The Most Impactful Delivery Was Education

Asked what OpenAI gave the race team that mattered most, Joyce's answer was education — showing the engineers how the models work under the hood.

One of the most impactful things that we've delivered to the team is, frankly, education. It's education about how our models work.

Joyce Ruffell, OpenAI Podcast
Key Insight
There is a reason this landed with this audience in particular. Pulling back the veil only helps if the person has a mental model of machines waiting to receive it — and these are people who take engines apart for a living. The same demystification given to a team without that instinct would remove the magic and leave nothing standing in its place.

05The Philosophy

Man and the Machine, Evolving Together

Racing's oldest theme is getting the human and the machine to work as one system, and Joyce puts AI on the machine side of that pairing — which means the models have to move toward people, not only the reverse.

It's not just that we need to make AI work with how people work today. It's about having them evolve together and having people learn how to work with and communicate with our models in the most seamless way possible.

Joyce Ruffell, OpenAI Podcast
Key Insight
Evolving together is a bigger commitment than it sounds, because it makes the gap a moving boundary that both sides push on rather than a fixed limitation of the team's tooling. And Joyce puts the harder half on her own side of the table: it is the people building AI who have to figure out where the gap is so they can close it.

06The Leveling

Closer to the Juggernauts Without the Headcount

The big teams put multiple engineers on the box, each watching their own dataset, and Chase argues the tooling lets a smaller team cover some of that same ground without the headcount it could never afford.

I don't think they'll ever fill like an entire team of engineers, but it's something that can get smaller teams and medium-sized teams closer to what some of these juggernauts on the track are doing.

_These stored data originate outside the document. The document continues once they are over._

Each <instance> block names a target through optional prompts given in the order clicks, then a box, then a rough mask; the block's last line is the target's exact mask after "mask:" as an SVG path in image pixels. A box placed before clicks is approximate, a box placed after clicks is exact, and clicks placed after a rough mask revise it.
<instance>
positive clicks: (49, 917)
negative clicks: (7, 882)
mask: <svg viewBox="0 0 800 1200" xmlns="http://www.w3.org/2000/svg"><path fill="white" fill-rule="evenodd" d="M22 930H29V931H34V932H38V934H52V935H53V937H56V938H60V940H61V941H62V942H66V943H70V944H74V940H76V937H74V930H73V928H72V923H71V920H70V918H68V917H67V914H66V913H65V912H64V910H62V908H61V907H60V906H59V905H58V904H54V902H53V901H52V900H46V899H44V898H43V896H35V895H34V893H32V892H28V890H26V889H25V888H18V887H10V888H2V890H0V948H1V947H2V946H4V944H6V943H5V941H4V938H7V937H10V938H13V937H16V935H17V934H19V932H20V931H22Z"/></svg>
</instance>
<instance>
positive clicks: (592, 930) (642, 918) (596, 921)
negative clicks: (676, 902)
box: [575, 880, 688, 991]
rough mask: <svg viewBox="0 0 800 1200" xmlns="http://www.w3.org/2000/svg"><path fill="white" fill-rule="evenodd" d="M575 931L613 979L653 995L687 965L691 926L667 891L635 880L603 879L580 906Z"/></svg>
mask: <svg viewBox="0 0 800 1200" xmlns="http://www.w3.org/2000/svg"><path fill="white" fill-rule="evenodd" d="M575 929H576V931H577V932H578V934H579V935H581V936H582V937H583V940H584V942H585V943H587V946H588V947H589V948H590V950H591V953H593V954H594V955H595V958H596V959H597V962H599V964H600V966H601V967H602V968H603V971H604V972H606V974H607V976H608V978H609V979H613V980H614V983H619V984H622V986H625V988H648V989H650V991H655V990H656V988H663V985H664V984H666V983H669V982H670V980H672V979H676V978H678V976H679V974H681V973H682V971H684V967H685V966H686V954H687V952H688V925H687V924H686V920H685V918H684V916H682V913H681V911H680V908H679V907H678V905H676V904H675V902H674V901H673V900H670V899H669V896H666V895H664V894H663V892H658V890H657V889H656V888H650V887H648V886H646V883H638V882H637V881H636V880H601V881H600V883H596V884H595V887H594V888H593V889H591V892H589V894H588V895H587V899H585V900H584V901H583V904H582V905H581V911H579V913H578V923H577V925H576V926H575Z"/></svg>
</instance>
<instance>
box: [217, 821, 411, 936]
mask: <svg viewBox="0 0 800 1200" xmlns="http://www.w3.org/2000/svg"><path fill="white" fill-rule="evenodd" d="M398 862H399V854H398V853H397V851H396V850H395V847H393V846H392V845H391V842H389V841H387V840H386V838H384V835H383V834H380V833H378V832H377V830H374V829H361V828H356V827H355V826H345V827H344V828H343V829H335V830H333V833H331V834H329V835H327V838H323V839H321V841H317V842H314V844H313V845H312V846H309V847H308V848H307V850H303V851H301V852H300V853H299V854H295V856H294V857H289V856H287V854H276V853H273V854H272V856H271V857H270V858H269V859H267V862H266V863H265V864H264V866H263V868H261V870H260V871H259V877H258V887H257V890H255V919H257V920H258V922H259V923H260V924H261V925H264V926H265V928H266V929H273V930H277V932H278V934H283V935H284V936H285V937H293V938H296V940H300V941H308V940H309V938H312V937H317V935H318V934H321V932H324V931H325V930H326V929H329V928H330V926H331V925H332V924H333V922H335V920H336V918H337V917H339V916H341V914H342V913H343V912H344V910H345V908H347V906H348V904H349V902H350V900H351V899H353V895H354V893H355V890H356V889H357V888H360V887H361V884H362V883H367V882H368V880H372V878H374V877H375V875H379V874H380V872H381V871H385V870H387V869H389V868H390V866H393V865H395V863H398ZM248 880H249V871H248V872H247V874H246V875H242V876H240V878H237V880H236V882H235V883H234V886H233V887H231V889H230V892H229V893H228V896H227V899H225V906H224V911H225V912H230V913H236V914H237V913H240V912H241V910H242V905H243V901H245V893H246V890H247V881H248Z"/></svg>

Chase Holden, OpenAI Podcast
Key Insight
Joyce's number reframes what juggernaut even means here: Chip Ganassi is under 200 people and everyone wears lots of hats. At that size, freeing up one person's time is not a rounding error — it is the difference between chasing a question and letting it stay deprioritized, and she points out you never really know which of those questions was the next edge.

07Forward-Looking

When Everyone Has It, Taste Is the Edge

Asked where the advantage goes once every team can hand the problem to an AI, Chase says it lands back on instinct, taste, and who can say what needs to happen fastest.

Man, that's when it all comes down to who has been doing it the longest by the time that arrives. Who has the best instinct? Who has the best taste?

Chase Holden, OpenAI Podcast
Key Insight
Joyce sharpens this into something uncomfortable for the sport. Motorsport has gone through cycles where the edge was simply investment: put in the resources and the engineering, and you would find it. If the cost of proving out an idea collapses, the scarce input stops being capital and becomes the idea itself — which inverts racing's oldest assumption, that the edge is something you can buy.

08The Human Element

These People Don't Ask AI to Lead

The most goal-oriented people Joyce has worked with do not ask the model for direction — they show up with a precise deliverable and a quality bar it has to clear.

I actually think the application of AI we're seeing in motorsports is extremely human-centric, because these are some of the most goal-oriented people I've ever met and worked with.

Joyce Ruffell, OpenAI Podcast
Key Insight
This is the part that should interest anyone building models rather than using them. A user who arrives with a specification and a stopwatch is a harsher evaluator than any benchmark, and Joyce says the pressure runs upward: working with a team this demanding is what taught her how high the models' performance actually needed to be. The domain is not just consuming AI — it is grading it.